Dr Lametra Scott Discusses the Mechanics of SCD

Lametra Scott, PharmD, CCHP, chief executive officer of Breaking The Sickle Cell Cycle Foundation Inc, discussed the pathophysiology of sickle cell disease (SCD) and the dangers of insufficient treatment.

Transcript

What is the pathophysiology of sickle cell disease (SCD) and what are the consequences that may occur if not properly treated?

SCD is very complex in regards to how it affects the body. But in terms of what begins those changes is very simple. It starts with a DNA substitution down at the cellular level, which creates a defective form of hemoglobin. That defective form of hemoglobin does not carry oxygen well, and those red blood cells that contain that defective hemoglobin become very fragile.

So, in that, these cells hemolyze very quickly, which causes anemia and secondary inflammation in the body. That secondary inflammation causes basal occlusion, where those blood cells stick together. Those cells that stick together also form blood clots and those blood clots actually block blood flow. Blocking blood flow is what causes tissue necrosis, organ death, stroke, and even death.

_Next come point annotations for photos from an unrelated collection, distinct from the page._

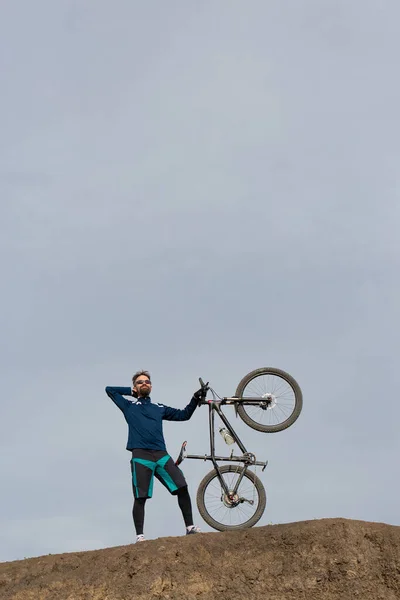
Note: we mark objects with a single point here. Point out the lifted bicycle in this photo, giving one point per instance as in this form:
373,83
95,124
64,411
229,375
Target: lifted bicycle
231,496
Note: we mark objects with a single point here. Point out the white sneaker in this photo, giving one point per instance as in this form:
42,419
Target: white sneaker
192,529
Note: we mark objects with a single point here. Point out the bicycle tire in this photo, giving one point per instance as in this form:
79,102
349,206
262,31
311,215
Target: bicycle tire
298,403
217,524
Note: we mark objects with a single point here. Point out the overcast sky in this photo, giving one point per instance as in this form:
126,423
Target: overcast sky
200,189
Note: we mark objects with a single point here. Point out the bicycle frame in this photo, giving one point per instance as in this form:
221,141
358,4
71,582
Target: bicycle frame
247,458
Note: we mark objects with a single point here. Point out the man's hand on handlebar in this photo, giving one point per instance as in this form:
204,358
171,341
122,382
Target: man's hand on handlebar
201,394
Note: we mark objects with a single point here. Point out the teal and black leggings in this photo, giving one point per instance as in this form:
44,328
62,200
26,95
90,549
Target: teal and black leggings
147,464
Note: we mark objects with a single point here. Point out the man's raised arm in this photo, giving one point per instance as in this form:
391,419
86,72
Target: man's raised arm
117,396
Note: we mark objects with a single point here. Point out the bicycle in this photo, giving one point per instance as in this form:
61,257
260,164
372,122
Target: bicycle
220,496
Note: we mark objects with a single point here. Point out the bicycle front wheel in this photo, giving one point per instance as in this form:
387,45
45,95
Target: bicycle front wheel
280,402
227,512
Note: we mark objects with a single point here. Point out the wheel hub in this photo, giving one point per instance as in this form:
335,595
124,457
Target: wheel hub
270,400
230,500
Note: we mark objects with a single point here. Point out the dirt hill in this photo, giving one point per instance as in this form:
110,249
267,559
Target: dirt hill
327,559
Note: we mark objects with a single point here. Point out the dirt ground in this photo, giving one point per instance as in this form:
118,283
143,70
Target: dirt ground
325,559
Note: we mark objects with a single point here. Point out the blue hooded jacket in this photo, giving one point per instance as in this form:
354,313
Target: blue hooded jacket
145,418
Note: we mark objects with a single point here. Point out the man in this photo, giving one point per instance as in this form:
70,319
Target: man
147,445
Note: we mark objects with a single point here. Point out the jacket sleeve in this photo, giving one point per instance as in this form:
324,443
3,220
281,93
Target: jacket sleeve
117,396
177,414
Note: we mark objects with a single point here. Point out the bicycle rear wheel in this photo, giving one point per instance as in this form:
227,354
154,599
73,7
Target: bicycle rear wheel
281,400
225,513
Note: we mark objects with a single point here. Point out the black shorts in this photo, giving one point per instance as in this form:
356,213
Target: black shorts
147,464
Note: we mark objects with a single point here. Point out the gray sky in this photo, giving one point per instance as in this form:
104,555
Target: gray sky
199,188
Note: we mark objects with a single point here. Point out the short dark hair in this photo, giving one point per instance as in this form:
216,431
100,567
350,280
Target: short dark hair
138,374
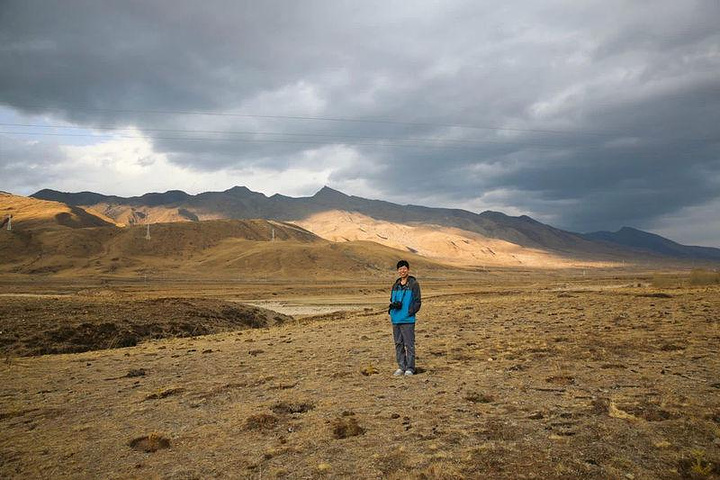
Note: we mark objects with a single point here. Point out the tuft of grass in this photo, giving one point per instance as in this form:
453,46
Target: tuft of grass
288,407
697,466
476,397
369,370
261,421
164,393
346,427
149,443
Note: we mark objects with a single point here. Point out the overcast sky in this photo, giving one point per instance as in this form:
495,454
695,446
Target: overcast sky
585,115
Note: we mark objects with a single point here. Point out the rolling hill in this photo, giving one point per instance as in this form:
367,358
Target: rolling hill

So, that's what's happened along in the hemolysis phase of it. And SCD is also compounded with changing the characteristics of the red blood cells in itself, meaning that those red blood cells in addition to hemolyzing, they also become sticky. They also become a distorted shape. They become hard and rigid. So, these hard rigid sails with a distorted shape that takes on the form of a sickle, hence the name sickle cell, also causes basal occlusion because now that these cells stick to the vasculature, other cells, and each other, they cause basal occlusion.

So, hemolysis and basal occlusion are the primary pathophysiologic concepts associated with SCD that causes all the sequela from the disease. And it is not just one, it's a total body effect that can happen because of sickle cell.